O Estado de São Paulo criou em 2012 o programa “cidade amiga do Idoso”, mas apenas em janeiro deste ano (2018), a prefeitura de São Paulo aderiu ao programa. Com ela serão 670 cidades no estado estudando e promovendo iniciativas neste sentido. “Atualmente a rede socioassistencial da Prefeitura conta com 134 serviços específicos para idosos como Núcleos de Convivência, Centros Dia e Centro de Referência para atividades de convivência durante o dia, além de Centros de Acolhida Especiais e Instituições de Longa Permanência para o acolhimento. Juntos, os serviços atendem cerca de 15 mil idosos.” [4] Diz a prefeitura. Pouco se pensarmos que a cidade possui em torno de 1,4 milhões de idosos. Um campo enorme para os arquitetos e urbanistas.

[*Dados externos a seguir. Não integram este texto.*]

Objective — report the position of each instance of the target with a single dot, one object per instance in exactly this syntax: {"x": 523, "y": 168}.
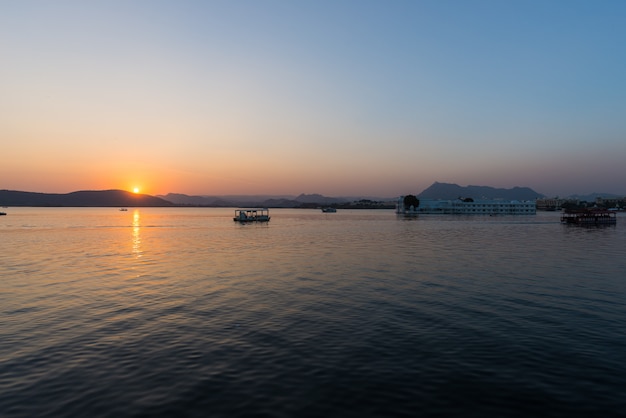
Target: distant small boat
{"x": 252, "y": 215}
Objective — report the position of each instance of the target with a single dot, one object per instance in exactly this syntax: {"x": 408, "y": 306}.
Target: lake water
{"x": 183, "y": 312}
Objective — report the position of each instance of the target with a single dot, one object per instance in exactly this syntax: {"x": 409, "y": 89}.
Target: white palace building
{"x": 468, "y": 207}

Para ajudar na busca da qualidade de vida para os idosos nas cidades, a Organização das Nações Unidas (ONU) lançou o guia “Measuring the age-frinedliness of cities – A guide to using core indicators[5]. No que se refere ao ambiente físico ela enumera os seguintes itens a serem considerados:

  • Planejamento e uso da terra
  • O projeto dos espaços e edifícios públicos
  • O projeto da moradia e as opções de custo
  • O design dos meios de transporte

Destes itens deve ser considerado a habilidade e capacidade de transitar pela cidade e ambientes construídos, a acessibilidades dos espaços públicos, edifícios e transportes; a capacidade de arcar com uma moradia e a segurança. Todos estes itens visam impactar na saúde e bem estar do idoso. Para ajudar, é indicado vários guias que são referência ao redor do mundo e que podem ser usados como base de partida para criação de um próprio.

Aos que procuram algo mais objetivo e prático, segue o check-list sugerido pela OMS [6] no que se refere aos aspectos físicos.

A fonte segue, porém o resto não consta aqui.